Florbela Espanca, poetisa portuguesa nascida em 1894 em Vila Viçosa, foi criada pelo casal João Maria Espanca e Mariana do Carmo Toscano, conhecida como "Mariana Inglesa". Mariana, por ser infértil, consentiu que o marido mantivesse uma relação com Antónia da Conceição, uma criada de servir, da qual nasceram Florbela e o irmão Apeles, em 1897. Apesar das dificuldades económicas, o casal proporcionou aos filhos uma educação cuidada, e a relação de Florbela com a madrasta oscilou entre o afeto e uma disciplina exigente.

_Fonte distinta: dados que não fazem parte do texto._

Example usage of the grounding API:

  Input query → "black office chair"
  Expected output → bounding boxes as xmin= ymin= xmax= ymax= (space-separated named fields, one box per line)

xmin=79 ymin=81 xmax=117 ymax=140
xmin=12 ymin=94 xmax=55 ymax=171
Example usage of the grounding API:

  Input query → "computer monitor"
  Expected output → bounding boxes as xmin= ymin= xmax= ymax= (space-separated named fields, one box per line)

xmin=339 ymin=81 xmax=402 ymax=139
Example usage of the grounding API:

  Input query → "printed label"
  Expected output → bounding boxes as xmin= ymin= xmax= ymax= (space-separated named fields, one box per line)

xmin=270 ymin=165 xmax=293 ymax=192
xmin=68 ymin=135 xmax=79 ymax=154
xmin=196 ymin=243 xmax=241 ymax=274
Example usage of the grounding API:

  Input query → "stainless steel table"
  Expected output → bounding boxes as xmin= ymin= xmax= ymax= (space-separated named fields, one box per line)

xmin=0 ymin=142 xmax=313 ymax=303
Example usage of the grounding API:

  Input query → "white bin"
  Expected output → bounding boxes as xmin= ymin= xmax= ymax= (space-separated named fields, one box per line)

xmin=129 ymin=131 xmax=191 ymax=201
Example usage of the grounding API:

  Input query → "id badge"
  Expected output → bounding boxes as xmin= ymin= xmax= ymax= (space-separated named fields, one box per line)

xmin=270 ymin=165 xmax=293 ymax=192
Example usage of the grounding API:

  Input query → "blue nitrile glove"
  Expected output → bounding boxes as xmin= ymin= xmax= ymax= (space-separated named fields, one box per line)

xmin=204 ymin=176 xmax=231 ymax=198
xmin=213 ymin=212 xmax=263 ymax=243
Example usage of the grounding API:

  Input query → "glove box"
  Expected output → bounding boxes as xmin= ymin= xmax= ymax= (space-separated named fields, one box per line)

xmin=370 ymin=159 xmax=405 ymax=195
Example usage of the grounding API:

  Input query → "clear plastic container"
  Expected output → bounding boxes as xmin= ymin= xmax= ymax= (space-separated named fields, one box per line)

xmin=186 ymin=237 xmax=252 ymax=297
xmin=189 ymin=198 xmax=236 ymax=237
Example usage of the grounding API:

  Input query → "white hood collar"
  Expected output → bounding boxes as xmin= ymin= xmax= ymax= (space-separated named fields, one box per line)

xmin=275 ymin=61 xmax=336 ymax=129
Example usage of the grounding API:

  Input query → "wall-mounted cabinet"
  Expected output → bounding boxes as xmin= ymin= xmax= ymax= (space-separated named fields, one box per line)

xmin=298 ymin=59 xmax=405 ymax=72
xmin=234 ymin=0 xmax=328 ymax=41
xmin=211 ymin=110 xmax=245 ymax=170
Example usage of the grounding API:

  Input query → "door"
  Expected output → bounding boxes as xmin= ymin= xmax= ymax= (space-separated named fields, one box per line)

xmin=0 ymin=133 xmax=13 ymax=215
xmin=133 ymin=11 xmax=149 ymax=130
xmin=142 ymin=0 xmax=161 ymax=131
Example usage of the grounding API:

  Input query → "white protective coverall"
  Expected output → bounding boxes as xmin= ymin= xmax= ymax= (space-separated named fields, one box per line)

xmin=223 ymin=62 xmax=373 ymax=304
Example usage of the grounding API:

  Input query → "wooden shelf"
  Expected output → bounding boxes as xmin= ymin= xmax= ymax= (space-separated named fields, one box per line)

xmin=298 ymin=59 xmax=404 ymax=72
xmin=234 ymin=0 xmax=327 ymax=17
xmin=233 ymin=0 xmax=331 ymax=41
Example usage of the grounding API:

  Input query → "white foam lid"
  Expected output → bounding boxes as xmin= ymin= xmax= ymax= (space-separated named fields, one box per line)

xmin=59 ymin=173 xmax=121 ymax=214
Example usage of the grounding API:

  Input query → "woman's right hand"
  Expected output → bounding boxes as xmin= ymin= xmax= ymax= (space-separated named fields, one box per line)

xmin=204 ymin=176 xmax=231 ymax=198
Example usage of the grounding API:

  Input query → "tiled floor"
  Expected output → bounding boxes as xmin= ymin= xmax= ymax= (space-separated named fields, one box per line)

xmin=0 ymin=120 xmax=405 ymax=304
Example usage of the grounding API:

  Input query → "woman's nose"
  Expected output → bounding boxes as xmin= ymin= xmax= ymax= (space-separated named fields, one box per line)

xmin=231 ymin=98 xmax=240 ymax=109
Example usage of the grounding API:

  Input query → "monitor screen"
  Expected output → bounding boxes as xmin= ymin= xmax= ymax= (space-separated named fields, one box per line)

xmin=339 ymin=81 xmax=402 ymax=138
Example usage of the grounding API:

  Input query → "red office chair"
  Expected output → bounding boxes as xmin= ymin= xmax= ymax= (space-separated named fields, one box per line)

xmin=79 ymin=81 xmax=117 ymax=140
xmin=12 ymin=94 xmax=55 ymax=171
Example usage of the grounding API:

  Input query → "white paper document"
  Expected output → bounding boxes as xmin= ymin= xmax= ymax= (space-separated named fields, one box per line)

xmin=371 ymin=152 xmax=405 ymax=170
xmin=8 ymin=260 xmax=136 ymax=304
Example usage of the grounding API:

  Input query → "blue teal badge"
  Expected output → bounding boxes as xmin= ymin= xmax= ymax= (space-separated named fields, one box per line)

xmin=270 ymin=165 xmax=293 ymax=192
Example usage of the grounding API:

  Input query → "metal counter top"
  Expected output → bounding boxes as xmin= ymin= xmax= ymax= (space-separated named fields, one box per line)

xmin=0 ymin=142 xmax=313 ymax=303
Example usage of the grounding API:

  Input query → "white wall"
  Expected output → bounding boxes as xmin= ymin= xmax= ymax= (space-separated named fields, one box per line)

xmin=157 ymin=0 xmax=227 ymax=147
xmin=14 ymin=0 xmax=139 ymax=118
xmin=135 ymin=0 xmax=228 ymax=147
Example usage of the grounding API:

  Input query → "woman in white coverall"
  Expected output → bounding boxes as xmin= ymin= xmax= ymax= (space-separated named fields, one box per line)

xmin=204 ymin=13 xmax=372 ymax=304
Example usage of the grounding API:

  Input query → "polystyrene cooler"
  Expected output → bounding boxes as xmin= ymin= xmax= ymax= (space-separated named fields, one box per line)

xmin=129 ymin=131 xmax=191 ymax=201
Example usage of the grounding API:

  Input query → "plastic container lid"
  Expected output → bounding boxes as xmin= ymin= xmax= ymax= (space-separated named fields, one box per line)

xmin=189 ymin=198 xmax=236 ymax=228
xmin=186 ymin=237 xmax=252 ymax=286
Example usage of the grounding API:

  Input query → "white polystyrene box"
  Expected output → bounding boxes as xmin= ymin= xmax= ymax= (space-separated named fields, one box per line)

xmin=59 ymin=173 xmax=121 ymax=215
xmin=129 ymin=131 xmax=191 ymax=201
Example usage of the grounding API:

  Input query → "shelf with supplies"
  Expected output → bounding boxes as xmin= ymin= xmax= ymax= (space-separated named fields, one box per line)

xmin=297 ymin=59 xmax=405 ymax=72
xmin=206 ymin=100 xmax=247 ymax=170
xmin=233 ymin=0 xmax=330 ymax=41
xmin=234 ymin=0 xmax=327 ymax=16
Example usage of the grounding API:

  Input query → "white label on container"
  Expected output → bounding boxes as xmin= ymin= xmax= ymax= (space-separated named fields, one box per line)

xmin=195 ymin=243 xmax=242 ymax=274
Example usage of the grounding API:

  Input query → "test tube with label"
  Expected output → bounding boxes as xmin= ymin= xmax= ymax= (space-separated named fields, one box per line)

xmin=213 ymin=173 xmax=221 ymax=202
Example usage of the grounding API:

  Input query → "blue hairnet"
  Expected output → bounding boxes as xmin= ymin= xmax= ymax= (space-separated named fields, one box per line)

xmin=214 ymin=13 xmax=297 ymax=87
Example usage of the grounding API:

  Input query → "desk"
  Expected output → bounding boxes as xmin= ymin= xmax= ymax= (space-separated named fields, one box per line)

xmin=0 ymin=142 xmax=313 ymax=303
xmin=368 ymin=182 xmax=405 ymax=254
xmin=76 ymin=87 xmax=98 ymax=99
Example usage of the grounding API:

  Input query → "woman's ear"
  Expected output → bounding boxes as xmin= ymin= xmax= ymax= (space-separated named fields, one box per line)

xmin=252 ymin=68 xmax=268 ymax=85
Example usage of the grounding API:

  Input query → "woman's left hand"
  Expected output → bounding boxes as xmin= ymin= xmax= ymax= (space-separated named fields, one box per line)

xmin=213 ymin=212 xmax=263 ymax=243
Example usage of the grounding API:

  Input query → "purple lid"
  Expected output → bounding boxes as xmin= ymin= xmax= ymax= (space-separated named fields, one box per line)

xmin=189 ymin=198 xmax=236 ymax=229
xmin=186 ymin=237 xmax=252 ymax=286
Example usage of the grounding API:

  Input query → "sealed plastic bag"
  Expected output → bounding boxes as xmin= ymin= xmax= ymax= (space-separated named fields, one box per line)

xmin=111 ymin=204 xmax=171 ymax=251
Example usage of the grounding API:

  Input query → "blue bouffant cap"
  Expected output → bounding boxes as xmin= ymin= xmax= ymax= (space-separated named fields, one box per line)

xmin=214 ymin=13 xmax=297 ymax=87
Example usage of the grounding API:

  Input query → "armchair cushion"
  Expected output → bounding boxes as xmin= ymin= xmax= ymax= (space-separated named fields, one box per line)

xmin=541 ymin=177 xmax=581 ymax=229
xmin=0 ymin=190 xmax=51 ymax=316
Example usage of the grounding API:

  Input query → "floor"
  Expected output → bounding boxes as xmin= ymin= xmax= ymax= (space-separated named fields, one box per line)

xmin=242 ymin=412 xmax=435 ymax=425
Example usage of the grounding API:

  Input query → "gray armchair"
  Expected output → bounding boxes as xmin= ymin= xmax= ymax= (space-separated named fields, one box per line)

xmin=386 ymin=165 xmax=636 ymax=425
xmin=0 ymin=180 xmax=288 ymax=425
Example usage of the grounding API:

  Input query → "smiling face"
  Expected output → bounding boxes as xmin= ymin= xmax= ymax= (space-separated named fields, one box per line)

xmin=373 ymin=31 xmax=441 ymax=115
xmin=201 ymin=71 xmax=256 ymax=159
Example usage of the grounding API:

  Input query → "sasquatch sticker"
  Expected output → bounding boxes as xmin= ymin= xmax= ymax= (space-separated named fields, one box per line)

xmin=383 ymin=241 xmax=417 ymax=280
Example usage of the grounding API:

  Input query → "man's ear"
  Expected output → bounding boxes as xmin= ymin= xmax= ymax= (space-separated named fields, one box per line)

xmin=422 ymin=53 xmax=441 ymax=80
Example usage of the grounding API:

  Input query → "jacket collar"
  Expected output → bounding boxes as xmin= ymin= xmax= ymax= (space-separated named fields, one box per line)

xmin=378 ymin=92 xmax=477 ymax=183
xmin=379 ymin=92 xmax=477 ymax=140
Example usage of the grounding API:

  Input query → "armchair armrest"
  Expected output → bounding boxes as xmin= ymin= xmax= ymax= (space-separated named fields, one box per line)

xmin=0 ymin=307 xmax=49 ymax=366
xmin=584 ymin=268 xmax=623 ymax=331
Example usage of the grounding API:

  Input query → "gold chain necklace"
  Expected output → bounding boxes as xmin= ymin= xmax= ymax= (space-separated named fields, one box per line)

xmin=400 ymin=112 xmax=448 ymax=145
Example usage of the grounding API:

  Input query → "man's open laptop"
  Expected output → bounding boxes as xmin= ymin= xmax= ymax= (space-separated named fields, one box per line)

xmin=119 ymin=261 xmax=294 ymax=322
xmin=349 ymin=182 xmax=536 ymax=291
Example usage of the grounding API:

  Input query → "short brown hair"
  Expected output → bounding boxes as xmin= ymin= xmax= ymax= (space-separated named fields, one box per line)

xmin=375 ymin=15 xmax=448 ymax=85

A vida da poetisa foi marcada por numerosas adversidades. Começou a escrever poesia aos oito anos e enfrentou uma constante melancolia, o estigma da ilegitimidade, várias tentativas de suicídio, dois casamentos fracassados e a morte prematura do irmão. Em 1918, sofreu um aborto espontâneo que lhe afetou os ovários e pulmões, agravando o seu estado de saúde.
Na tentativa de recuperar física e emocionalmente, Florbela veio viver para Quelfes, no Algarve, onde residia uma cunhada que era professora. Os meses passados naquele que descreveu como "ermitério de Quelfes" revelam já o estado de profunda neurose que a dominava, tendo escrito na obra "Charneca em Flor": "Estou tão triste e aborrecida! Tenho ódio ao Algarve". Posteriormente, o seu julgamento tornou-se mais equilibrado, como expressou na Carta n.º 72: "Não há cinquenta pessoas em Portugal que digam ser o Algarve mais bonito que o Norte. Eu não desgosto do Algarve, mas não o acho nenhuma beleza".
Do ponto de vista cultural, o artigo propõe que Quelfes, no município de Olhão, seja integrado numa rota literária dedicada a Florbela Espanca. Tal iniciativa evocaria a passagem pelo Algarve de uma das maiores poetisas portuguesas, cuja vida, terminada aos 36 anos, foi de uma intensidade rara e deixou uma marca profunda na literatura portuguesa.